The docker-compose generated by the Broadleaf Initializr will generate docker components influenced by the default docker-compose setup as referenced here: https://github.com/bitnami/containers/blob/main/bitnami/spark/docker-compose.yml

The local setup will start up a single master spark node and a single worker spark node.
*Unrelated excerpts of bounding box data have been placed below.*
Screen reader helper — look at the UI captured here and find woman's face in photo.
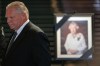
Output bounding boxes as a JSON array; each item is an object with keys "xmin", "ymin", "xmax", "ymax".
[{"xmin": 69, "ymin": 24, "xmax": 78, "ymax": 34}]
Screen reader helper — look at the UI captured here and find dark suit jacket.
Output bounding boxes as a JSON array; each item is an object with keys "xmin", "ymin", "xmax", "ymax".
[{"xmin": 2, "ymin": 22, "xmax": 51, "ymax": 66}]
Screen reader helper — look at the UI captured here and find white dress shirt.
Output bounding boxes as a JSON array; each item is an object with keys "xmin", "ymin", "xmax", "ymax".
[{"xmin": 14, "ymin": 19, "xmax": 29, "ymax": 40}]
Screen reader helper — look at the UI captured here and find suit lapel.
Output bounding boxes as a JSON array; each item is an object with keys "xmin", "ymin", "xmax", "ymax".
[{"xmin": 6, "ymin": 22, "xmax": 30, "ymax": 57}]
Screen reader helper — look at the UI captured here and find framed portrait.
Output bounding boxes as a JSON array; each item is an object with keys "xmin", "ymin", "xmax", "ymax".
[{"xmin": 55, "ymin": 13, "xmax": 93, "ymax": 60}]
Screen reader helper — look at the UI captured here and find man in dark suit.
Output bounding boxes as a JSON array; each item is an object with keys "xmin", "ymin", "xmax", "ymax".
[
  {"xmin": 2, "ymin": 1, "xmax": 51, "ymax": 66},
  {"xmin": 0, "ymin": 26, "xmax": 4, "ymax": 45}
]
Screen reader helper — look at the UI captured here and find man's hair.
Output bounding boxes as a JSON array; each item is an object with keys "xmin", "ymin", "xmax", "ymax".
[{"xmin": 6, "ymin": 1, "xmax": 29, "ymax": 18}]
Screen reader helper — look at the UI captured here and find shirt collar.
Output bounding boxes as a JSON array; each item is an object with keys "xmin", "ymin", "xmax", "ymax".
[{"xmin": 15, "ymin": 19, "xmax": 29, "ymax": 35}]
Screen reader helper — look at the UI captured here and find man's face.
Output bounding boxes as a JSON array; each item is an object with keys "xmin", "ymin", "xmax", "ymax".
[{"xmin": 6, "ymin": 8, "xmax": 23, "ymax": 30}]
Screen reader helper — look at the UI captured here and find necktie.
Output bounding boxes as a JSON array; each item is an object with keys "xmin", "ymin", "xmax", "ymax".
[{"xmin": 6, "ymin": 32, "xmax": 17, "ymax": 54}]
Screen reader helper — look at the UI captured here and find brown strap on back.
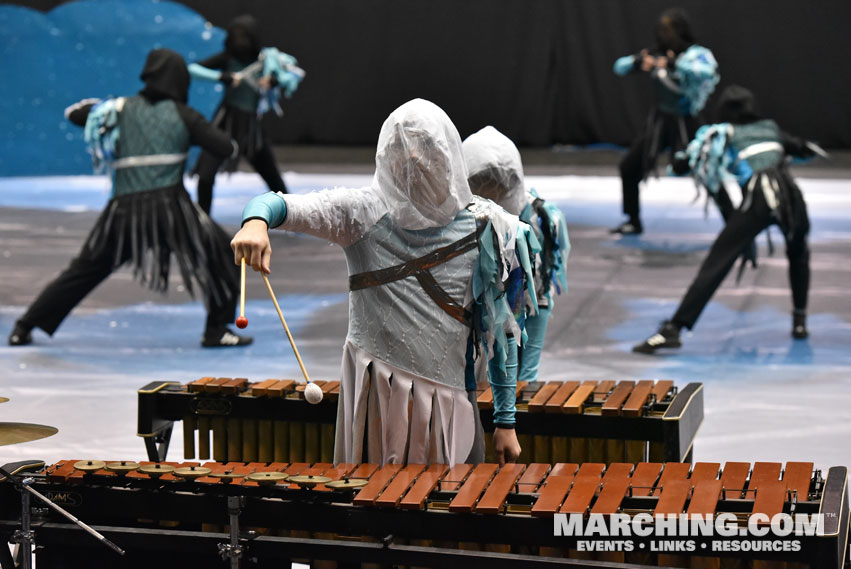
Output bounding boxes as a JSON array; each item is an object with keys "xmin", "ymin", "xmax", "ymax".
[{"xmin": 349, "ymin": 231, "xmax": 479, "ymax": 327}]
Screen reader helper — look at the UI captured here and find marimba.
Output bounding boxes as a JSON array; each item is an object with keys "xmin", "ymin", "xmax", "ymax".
[
  {"xmin": 0, "ymin": 460, "xmax": 849, "ymax": 569},
  {"xmin": 137, "ymin": 377, "xmax": 703, "ymax": 464}
]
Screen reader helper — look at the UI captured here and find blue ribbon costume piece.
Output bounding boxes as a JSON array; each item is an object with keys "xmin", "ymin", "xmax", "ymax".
[{"xmin": 83, "ymin": 99, "xmax": 120, "ymax": 173}]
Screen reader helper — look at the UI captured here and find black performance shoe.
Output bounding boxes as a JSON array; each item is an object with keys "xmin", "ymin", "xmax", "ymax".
[
  {"xmin": 632, "ymin": 320, "xmax": 682, "ymax": 354},
  {"xmin": 9, "ymin": 321, "xmax": 32, "ymax": 346},
  {"xmin": 609, "ymin": 220, "xmax": 644, "ymax": 235},
  {"xmin": 201, "ymin": 326, "xmax": 254, "ymax": 348},
  {"xmin": 792, "ymin": 311, "xmax": 810, "ymax": 340}
]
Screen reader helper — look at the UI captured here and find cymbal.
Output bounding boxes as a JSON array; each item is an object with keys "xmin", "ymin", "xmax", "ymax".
[
  {"xmin": 0, "ymin": 423, "xmax": 59, "ymax": 446},
  {"xmin": 325, "ymin": 478, "xmax": 369, "ymax": 490}
]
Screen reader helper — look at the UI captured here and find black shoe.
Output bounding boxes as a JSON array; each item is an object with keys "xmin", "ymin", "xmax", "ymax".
[
  {"xmin": 609, "ymin": 219, "xmax": 644, "ymax": 235},
  {"xmin": 632, "ymin": 320, "xmax": 682, "ymax": 354},
  {"xmin": 9, "ymin": 320, "xmax": 32, "ymax": 346},
  {"xmin": 201, "ymin": 326, "xmax": 254, "ymax": 348},
  {"xmin": 792, "ymin": 310, "xmax": 810, "ymax": 340}
]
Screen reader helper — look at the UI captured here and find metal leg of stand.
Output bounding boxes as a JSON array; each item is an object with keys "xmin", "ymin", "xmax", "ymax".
[
  {"xmin": 12, "ymin": 478, "xmax": 35, "ymax": 569},
  {"xmin": 0, "ymin": 534, "xmax": 15, "ymax": 569},
  {"xmin": 219, "ymin": 496, "xmax": 245, "ymax": 569}
]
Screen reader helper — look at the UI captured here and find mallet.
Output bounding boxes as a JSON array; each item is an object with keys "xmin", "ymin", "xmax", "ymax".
[
  {"xmin": 260, "ymin": 270, "xmax": 322, "ymax": 404},
  {"xmin": 236, "ymin": 257, "xmax": 248, "ymax": 328}
]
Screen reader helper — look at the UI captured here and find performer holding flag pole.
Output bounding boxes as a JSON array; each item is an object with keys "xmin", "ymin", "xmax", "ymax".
[{"xmin": 189, "ymin": 15, "xmax": 304, "ymax": 214}]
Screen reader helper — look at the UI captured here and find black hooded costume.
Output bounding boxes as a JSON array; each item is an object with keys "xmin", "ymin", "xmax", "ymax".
[
  {"xmin": 194, "ymin": 15, "xmax": 287, "ymax": 213},
  {"xmin": 612, "ymin": 8, "xmax": 732, "ymax": 234},
  {"xmin": 9, "ymin": 49, "xmax": 250, "ymax": 346},
  {"xmin": 633, "ymin": 85, "xmax": 814, "ymax": 353}
]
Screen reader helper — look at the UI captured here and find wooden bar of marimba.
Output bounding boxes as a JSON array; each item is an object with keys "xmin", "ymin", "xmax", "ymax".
[
  {"xmin": 137, "ymin": 377, "xmax": 703, "ymax": 464},
  {"xmin": 5, "ymin": 460, "xmax": 849, "ymax": 569}
]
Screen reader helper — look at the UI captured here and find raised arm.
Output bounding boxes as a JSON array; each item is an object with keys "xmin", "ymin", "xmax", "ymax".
[{"xmin": 231, "ymin": 188, "xmax": 386, "ymax": 273}]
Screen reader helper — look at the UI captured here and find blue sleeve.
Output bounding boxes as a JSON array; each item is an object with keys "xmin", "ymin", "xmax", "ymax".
[
  {"xmin": 187, "ymin": 63, "xmax": 222, "ymax": 81},
  {"xmin": 488, "ymin": 335, "xmax": 517, "ymax": 429},
  {"xmin": 242, "ymin": 192, "xmax": 287, "ymax": 229}
]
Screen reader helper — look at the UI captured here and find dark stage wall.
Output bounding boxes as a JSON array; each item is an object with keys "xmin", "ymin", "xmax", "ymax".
[{"xmin": 18, "ymin": 0, "xmax": 851, "ymax": 147}]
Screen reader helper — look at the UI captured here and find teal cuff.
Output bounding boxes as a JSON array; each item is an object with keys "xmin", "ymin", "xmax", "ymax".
[
  {"xmin": 614, "ymin": 55, "xmax": 635, "ymax": 76},
  {"xmin": 242, "ymin": 192, "xmax": 287, "ymax": 229}
]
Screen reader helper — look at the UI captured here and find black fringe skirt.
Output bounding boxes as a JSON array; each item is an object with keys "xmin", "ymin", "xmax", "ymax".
[{"xmin": 81, "ymin": 186, "xmax": 239, "ymax": 305}]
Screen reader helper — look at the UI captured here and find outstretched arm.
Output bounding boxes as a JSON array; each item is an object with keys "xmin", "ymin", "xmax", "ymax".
[{"xmin": 65, "ymin": 99, "xmax": 100, "ymax": 126}]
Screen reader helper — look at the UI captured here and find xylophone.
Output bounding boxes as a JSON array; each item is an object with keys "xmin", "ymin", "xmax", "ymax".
[
  {"xmin": 0, "ymin": 460, "xmax": 849, "ymax": 569},
  {"xmin": 137, "ymin": 377, "xmax": 703, "ymax": 464}
]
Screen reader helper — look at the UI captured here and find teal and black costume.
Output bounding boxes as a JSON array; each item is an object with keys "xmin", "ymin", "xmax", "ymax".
[
  {"xmin": 633, "ymin": 85, "xmax": 814, "ymax": 352},
  {"xmin": 10, "ymin": 49, "xmax": 248, "ymax": 345},
  {"xmin": 190, "ymin": 15, "xmax": 287, "ymax": 213}
]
Apache Spark Bitnami Helm Charts

If you would like to experiment deploying a simple standalone Apache Spark cluster using Helm, Bitnami provides helm charts for deploying a simple 1 master, 2 worker node persistent standalone cluster here: https://artifacthub.io/packages/helm/bitnami/spark

Assuming you have a default Broadleaf Kuberenetes cluster setup as described here: https://developer.broadleafcommerce.com/tutorials/devops/deploy-to-kubernetes

You can run a default Bitnami installation with the following example blc-values.yaml overrides

helm install spark oci://registry-1.docker.io/bitnamicharts/spark -f blc-values.yaml

Example blc-values.yaml Overrides:

global:
  imagePullSecrets:
    - blc-registry-creds
master:
  extraVolumes:
    - name: common-keys-projected-volume
      projected:
        sources:
          - secret:
              name: common-blc-app-ssl-keystore
              items:
                - key: base64KeystoreFileContents
                  path: https-keystore.jks
              optional: true
          - secret:
              name: common-cfgsrvr-ssl-truststore
              items:
                - key: base64TruststoreFileContents
                  path: cfg-server-ssl/https-truststore.jks
              optional: true
          - secret:
              name: common-kafka-client-ssl-truststore
              items:
                - key: base64TruststoreFileContents
                  path: kafka-truststore.jks
              optional: true
          - secret:
              name: common-zk-kafka-client-jaas-conf
              items:
                - key: base64LoginConfFileContents
                  path: zk-kafka-client-jaas.conf
              optional: true
  sidecars:
    - name: blc-recommendationenginespark
      image: repository.broadleafcommerce.com:5001/broadleaf/recommendationenginespark-monitored:1.0.0-SNAPSHOT
      imagePullPolicy: Always
      ports:
        - containerPort: 8485
          protocol: TCP
      envFrom:
        - configMapRef:
            name: common-environment-env
        - secretRef:
            name: common-cfgsrvr-secret-envs
            optional: true
      env:
        - name: RUN_BLC_SPARK_LAUNCHER
          value: 'true'
        - name: BROADLEAF_ENVIRONMENT_REPORT_DISABLED
          value: 'false'
      resources: {}
      volumeMounts:
        - name: common-keys-projected-volume
          readOnly: true
          mountPath: /var/keys
service:
  extraPorts:
    - name: 'blc-spark-launcher-sidecar'
      protocol: TCP
      port: 8485
      targetPort: 8485

All the blc-value overrides above just defines an extra sidecar container to load the Broadleaf Apache Spark Launcher program to the master node. This exposes a single endpoint to begin scheduling the Bought Also Bought (and any additional) training models on the running Spark cluster.

Important
If you plan to set this up for any production-level environment, it is important to refer to any configurations and setup options such as security and policies as defined by the Bitnami Chart configuration and recommendations. Security configurations and policies for this helm chart are outside the scope of what Broadleaf provides. We encourage implementors to refer to the Apache Spark and Bitnami Chart documentation for more details.